For new-finding gating and a committed baseline, see docs/pull-request-automation.md.

Example output

Research Repo Doctor Summary
Profile: standard
Score: 76/100
Errors: 1
Warnings: 5
Rules evaluated: 32

How to fix first:
- RRD030 No dependency manifest found: Add pyproject.toml, requirements.txt, or another manifest.
- RRD040 Data availability documentation missing: Add DATA.md, docs/data.md, or a README section.
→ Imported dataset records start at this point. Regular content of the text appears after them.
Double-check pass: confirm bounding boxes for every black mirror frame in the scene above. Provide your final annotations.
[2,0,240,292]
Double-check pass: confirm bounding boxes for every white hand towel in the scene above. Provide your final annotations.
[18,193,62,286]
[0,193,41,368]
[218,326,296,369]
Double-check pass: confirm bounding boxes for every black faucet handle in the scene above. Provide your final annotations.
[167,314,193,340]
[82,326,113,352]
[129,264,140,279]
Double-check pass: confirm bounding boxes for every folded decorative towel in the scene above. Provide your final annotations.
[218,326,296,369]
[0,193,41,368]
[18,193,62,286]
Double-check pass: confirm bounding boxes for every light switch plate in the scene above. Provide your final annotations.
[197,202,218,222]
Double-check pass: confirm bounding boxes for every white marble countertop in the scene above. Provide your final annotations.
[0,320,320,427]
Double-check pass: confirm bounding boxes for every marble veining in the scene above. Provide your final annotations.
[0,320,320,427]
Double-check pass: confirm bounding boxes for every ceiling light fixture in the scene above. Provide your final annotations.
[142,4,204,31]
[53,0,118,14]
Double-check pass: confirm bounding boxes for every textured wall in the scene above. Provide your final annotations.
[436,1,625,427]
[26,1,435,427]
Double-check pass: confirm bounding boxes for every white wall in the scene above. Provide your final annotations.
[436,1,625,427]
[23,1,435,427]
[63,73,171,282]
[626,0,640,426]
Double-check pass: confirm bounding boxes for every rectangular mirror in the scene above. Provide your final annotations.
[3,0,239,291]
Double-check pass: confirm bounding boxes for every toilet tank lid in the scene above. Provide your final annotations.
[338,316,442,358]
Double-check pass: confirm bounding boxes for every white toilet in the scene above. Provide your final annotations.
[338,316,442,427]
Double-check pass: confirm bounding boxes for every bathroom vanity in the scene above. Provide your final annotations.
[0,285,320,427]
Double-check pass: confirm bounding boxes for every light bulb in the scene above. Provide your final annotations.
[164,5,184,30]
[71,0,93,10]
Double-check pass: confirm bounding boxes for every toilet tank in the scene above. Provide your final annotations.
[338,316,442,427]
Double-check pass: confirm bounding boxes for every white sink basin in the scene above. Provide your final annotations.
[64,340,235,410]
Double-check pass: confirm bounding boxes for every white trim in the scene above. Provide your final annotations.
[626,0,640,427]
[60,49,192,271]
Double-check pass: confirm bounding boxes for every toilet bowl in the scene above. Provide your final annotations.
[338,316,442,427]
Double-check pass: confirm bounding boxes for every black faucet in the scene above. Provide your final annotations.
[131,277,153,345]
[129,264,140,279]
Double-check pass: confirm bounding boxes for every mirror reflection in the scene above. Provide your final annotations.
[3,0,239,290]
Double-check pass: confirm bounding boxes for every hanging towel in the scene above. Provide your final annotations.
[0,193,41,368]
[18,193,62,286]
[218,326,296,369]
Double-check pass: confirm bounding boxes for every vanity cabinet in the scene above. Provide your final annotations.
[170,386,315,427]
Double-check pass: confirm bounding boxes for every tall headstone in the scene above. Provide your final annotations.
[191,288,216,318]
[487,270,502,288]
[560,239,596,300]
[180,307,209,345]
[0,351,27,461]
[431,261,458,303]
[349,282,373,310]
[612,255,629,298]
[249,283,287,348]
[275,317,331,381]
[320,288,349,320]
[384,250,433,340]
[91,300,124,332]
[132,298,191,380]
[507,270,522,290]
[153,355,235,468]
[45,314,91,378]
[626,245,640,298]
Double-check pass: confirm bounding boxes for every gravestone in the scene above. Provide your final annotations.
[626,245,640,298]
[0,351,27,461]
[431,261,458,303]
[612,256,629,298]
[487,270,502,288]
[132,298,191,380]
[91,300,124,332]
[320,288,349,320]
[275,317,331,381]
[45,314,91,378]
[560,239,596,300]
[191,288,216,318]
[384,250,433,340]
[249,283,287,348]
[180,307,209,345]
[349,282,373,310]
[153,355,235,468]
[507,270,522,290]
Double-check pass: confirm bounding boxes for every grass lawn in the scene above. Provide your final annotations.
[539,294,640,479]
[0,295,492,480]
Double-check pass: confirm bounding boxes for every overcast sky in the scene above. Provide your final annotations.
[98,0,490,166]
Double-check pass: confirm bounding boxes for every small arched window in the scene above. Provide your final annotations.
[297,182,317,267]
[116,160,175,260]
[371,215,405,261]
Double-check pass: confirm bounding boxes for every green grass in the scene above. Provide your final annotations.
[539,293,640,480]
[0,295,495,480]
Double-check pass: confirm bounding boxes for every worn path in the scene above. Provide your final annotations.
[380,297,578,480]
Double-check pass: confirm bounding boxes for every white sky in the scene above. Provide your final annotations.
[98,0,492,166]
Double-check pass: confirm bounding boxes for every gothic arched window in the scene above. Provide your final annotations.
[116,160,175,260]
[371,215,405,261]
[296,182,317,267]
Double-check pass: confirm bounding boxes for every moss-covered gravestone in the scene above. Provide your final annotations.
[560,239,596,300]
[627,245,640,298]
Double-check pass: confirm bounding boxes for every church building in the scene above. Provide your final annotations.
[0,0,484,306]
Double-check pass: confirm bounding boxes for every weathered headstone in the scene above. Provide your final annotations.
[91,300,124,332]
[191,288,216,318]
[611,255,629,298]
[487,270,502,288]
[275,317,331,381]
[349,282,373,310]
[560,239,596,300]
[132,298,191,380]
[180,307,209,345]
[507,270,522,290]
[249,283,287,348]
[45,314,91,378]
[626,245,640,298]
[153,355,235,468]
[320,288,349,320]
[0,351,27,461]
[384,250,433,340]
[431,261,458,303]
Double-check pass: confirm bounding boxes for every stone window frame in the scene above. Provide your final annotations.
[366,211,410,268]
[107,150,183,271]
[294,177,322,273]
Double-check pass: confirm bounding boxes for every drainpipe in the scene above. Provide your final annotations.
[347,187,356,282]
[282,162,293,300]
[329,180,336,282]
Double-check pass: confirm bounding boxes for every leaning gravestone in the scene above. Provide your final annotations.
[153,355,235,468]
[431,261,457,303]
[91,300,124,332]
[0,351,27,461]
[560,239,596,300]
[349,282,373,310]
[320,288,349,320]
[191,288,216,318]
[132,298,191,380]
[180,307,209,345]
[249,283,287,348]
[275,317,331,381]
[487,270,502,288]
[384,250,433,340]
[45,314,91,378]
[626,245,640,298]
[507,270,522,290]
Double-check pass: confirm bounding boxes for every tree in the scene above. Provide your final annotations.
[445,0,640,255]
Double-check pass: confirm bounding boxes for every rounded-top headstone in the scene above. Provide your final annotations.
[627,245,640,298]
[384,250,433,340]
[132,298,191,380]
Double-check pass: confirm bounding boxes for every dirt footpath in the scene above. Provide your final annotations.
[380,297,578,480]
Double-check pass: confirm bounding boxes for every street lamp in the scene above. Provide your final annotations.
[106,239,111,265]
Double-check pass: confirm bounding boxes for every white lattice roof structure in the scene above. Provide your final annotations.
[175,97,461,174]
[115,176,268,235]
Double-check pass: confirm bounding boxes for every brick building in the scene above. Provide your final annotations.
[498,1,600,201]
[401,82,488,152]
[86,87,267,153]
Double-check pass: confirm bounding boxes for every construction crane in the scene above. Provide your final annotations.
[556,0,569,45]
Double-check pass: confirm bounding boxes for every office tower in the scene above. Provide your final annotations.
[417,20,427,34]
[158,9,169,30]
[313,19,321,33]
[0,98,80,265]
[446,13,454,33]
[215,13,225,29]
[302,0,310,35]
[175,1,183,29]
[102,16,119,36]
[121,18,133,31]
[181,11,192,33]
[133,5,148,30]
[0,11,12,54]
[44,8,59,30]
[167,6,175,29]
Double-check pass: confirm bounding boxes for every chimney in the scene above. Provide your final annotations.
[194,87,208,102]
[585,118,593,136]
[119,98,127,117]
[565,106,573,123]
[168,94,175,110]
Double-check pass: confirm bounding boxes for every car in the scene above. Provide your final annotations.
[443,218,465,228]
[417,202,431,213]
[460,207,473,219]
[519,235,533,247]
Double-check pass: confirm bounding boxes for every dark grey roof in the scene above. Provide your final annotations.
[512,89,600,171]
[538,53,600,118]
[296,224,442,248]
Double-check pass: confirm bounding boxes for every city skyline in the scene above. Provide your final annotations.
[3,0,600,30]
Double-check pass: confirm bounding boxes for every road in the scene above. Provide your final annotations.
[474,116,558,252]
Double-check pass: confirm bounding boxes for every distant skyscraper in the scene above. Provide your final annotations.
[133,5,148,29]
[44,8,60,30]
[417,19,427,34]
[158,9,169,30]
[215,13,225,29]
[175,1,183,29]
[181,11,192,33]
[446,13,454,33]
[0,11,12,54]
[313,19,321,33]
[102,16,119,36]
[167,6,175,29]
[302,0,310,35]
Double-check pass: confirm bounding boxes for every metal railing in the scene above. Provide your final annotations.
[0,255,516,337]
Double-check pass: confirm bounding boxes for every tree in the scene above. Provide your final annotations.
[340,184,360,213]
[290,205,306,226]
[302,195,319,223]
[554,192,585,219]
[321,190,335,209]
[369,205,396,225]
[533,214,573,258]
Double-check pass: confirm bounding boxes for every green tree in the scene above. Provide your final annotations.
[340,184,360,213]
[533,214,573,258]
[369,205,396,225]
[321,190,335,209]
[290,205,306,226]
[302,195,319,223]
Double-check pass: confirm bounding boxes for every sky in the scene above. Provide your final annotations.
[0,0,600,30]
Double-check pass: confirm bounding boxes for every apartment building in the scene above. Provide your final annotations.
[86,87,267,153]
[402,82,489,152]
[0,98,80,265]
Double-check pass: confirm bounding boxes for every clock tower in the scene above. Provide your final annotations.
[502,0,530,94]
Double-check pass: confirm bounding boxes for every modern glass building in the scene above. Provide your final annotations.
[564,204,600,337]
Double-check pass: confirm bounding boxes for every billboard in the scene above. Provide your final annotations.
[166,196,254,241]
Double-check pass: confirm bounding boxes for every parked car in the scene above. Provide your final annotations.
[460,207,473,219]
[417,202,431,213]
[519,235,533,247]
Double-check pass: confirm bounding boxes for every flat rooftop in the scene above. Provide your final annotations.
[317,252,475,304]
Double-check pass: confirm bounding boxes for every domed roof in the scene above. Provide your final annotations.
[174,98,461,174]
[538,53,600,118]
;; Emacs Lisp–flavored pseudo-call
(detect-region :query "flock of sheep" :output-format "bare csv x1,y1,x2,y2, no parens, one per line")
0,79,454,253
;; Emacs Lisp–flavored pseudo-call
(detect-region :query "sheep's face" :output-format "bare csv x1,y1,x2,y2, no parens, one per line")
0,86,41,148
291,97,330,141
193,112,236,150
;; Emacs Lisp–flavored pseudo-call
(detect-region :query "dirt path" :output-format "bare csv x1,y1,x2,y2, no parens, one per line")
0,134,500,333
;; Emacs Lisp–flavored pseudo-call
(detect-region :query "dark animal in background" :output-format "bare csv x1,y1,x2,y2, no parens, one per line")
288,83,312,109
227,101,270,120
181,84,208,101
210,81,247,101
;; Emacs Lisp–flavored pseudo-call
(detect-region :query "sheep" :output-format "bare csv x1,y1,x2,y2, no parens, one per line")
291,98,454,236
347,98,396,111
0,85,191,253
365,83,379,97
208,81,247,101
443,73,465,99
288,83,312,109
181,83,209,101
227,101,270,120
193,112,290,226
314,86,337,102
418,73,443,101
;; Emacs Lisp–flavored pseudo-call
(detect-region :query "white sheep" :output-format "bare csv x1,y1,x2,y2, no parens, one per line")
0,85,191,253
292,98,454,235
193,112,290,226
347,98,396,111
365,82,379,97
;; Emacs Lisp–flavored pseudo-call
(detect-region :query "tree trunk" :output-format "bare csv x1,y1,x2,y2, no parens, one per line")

Worked examples live in examples/reports/, including a fix plan and a self-scan report.

Commands

Command Purpose
rrdoctor scan Run the deterministic audit; supports --baseline and --fail-on-new.
rrdoctor fix Apply safe, idempotent scaffolding for common gaps (--write to apply).
rrdoctor plan Emit a tool-agnostic fix plan (Markdown or JSON).
rrdoctor verify Reproducibility ladder L1/L2/L3; --run actually builds and executes.
rrdoctor appendix Generate an ACM Artifact Appendix + ACM/NeurIPS checklist mapping.
rrdoctor badge Emit a reproducibility-score badge (Shields.io endpoint or SVG).
rrdoctor mcp Run the MCP server (scan/verify/appendix as agent tools).
rrdoctor init Write a documented .rrdoctor.yml.
rrdoctor list-rules List all registered rules.
rrdoctor explain RRD0xx Explain a rule and how to remediate it.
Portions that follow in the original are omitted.